Abstract
The Greatest Story: Commercial Radio and Religion in the American Century
In December 1947, John K. Hough, the Director of Advertising for the Goodyear Tire & Rubber Company, outlined why Goodyear decided to get into the business of religious radio. Earlier that year, Goodyear had begun broadcasting The Greatest Story Ever Told, a soap opera dramatizing stories from the Christian New Testament. Goodyear had two goals: to counter communist influence among listeners and to enhance Goodyear’s public image so that it could sell more tires. Though wary not to be perceived as commercializing the bible, Hough insisted that Goodyear had “every reason to believe that this sort of advertising is… commercially justified.”
This paper uses Goodyear Tire’s The Greatest Story Ever Told as a case study to explore the surge of commercially-sponsored religious broadcasting during the early Cold War. It argues that these programs demonstrated that radio networks could fulfill their legal mandate to operate “in the public interest” while generating revenue. This marked a shift, as radio’s public interest mandate had previously been fulfilled by unsponsored religious and educational programming, and it paved the way for the Federal Communications Commission’s decision in 1960 to eliminate distinctions between commercial and sustaining time.

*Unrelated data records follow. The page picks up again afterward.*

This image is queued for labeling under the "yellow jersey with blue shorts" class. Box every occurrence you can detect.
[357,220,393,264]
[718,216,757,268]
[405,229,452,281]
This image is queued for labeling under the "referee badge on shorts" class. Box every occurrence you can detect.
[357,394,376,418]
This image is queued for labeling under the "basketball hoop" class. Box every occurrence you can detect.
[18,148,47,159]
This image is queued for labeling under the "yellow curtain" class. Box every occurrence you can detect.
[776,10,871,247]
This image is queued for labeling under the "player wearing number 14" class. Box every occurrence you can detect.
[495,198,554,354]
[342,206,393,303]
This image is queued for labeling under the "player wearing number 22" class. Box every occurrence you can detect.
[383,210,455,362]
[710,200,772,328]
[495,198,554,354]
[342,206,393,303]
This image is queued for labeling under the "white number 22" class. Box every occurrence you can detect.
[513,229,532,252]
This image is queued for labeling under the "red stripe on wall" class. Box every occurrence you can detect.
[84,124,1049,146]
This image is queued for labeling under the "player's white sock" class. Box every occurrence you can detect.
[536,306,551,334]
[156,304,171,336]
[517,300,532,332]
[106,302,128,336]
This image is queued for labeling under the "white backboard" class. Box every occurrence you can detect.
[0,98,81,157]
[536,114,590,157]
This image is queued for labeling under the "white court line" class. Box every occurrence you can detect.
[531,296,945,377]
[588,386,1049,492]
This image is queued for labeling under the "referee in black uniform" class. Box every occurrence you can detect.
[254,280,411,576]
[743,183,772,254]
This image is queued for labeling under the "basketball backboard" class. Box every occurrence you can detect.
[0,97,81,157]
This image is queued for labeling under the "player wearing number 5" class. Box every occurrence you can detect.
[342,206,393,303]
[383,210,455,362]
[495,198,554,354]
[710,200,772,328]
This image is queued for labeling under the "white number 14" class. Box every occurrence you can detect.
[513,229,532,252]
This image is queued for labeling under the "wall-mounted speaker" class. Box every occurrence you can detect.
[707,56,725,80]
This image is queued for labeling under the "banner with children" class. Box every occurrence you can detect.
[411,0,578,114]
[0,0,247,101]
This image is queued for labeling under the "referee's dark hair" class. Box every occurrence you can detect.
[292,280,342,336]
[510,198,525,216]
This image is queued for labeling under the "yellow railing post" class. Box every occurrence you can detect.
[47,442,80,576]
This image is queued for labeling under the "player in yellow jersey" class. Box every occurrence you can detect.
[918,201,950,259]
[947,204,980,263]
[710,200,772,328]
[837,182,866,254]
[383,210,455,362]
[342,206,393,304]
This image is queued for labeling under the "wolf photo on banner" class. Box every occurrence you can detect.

The paper demonstrates how the rise of commercial sponsorship of network religious radio programs contributed to the creation of an imagined national consensus on religion during the early Cold War. Goodyear hoped to maximize The Greatest Story’s appeal. It employed an interdenominational advisory board and public opinion surveys to ensure that Goodyear’s Jesus resonated with the American mass market. Ultimately, The Greatest Story Ever Told played a foundational role in broadcasting a so-called consensus interpretation of Christianity that shaped what religion looked and sounded like in mass media throughout the American century.